To uprate a 6-Cylinder In-line engine from 123 kW to 165 kW in power and upgrade the emission from Euro-2 to Euro-3 it was required to go for higher peak-firing pressures (PFP). The capability of Engine's Crankshaft to withstand the PFP was increased from 125 bar to 150 bar, maintaining the same cylinder centre distance. A crank-train model was used to achieve the required crankshaft strength for infinite fatigue life. The three aspects of crankshaft design, namely, crank strength, bearing selection, journal-pin lubrication and torsional vibration were considered during the design stage.
The strength to withstand 150 bar PFP was achieved by increasing the crank web-thickness. To maintain the same cylinder centre distance, crankpin and main-journal lengths were reduced. Increased throw stiffness was achieved by increasing the crankpin diameter to improve crankshaft torsional behaviour. Fatigue factor of safety for the webs were calculated as per the FVV (Forschungsvereinigung Verbrennungsmotoren) method. Bearings were modeled as hydrodynamic bearings and the calculations were carried out with Sommerfeld number as per Butenschoen procedure. Torsional vibration calculations were carried out as per the procedure in BICERA (British Internal Combustion Engine Research Association) handbook and the maximum shaft twist was controlled using an appropriate damper.

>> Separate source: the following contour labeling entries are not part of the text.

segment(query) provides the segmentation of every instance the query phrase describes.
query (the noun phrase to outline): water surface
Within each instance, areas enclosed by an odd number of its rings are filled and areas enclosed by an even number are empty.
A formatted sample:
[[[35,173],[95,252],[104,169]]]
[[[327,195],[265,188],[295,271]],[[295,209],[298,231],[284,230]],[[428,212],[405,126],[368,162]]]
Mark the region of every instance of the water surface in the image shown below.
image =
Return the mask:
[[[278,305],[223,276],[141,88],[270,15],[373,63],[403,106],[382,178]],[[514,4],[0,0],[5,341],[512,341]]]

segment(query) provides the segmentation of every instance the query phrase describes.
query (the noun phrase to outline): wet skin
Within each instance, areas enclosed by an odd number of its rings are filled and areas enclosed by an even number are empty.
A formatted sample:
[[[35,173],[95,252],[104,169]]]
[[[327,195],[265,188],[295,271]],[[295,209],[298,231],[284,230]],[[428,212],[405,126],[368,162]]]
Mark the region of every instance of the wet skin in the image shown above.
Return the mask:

The new crankshaft passed the fatigue test in a test-rig for 150 bar PFP. Crankshaft lubrication and bearing life were validated by an engine endurance cycle to accelerate the failure. Torsional vibration measurement was carried out and the maximum free-end torsional deflection was within 0.2 deg. The results from crank-train simulation agreed well with the experimental results. The new crankshaft design is now in series production and has been proven in field for over a million km.